Who’s running UMass? A spotlight

By Jonathan Perreira, Staff Writer

This is the first of an article series focused on showing UMass Dartmouth students who runs the departments that are running the campus.

Not every student is aware of the energy and logistics involved in keeping a college alive, including me, and so this series is to not only to provide you with insight on who’s doing it, but how you may be able to get involved.    For this article, The Torch searched the Foster Administration building and met with the Public Affairs office, which is run by John Hoey.

His official title is Assistant to the Chancellor for Public Affairs. Hoey graduated from Bridgewater State College with a degree in communications, and eventually achieved his master’s in public affairs from UMass Boston. His first internship was in a Public Affairs office at the college, and then he moved onto the Public Relations office at the Brockton Art Museum. Afterwards, he was a journalist for various newspapers for over a decade, until he finally landed a job at UMass Dartmouth.

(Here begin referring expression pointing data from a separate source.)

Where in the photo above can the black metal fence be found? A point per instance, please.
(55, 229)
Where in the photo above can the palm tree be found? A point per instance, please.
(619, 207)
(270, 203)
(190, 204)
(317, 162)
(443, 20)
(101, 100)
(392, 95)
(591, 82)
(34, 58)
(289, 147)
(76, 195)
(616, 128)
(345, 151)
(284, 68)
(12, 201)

The purpose and function of the Public Affairs office, as described by Hoey, is to connect the university to state, federal, and local communities.

The description was a little vague, but the diversity and nuance revealed itself as he further explained his colleagues. Different offices and organizations work alongside and report to him, and some of them include the Media Relations office, the Leduc Center for Civic Engagement, the Fall River based Center for Innovation and Entrepreneurship, and the Southcoast Economic Development Partnership.

All of these institutions and more provide information that Public Affairs isn’t already seeking out, and is turned into ways to engage with students and the community.

Hoey described in detail how each organization that reports to him differs, and what they individually offer students. Some offer internships, host workshops, or provide substance to the media released by Hoey. He calls the job fun and expresses his love to “work with a bunch of people who get up every day…trying to create opportunities for students.”

He believes that, at its core, his job is to advance the cause of public higher education and to provide opportunities to individuals and communities.

My last question was about what majors should be interested in a position like Public Affairs. He listed some obvious ones, such as communications, liberal arts, and English. But he continued onward to ones not initially thought of such as history, political science, or digital imaging.

He told The Torch a story of the best journalist photographer he knows that didn’t major in art at all in his college years. The photographer could take a picture well, but he could engage and interact with those he was photographing even better.

That photographer was an electrical engineering major. To participate in Public Affairs, one must write well and fast, and must love engaging with people.

Does this sound like an interesting position to you?

John Hoey currently has a student working for him, so who knows what positions may be open in the coming years! To write well and engaged will certainly propel anyone’s career forward, so consider looking into what a Public Affairs position may offer.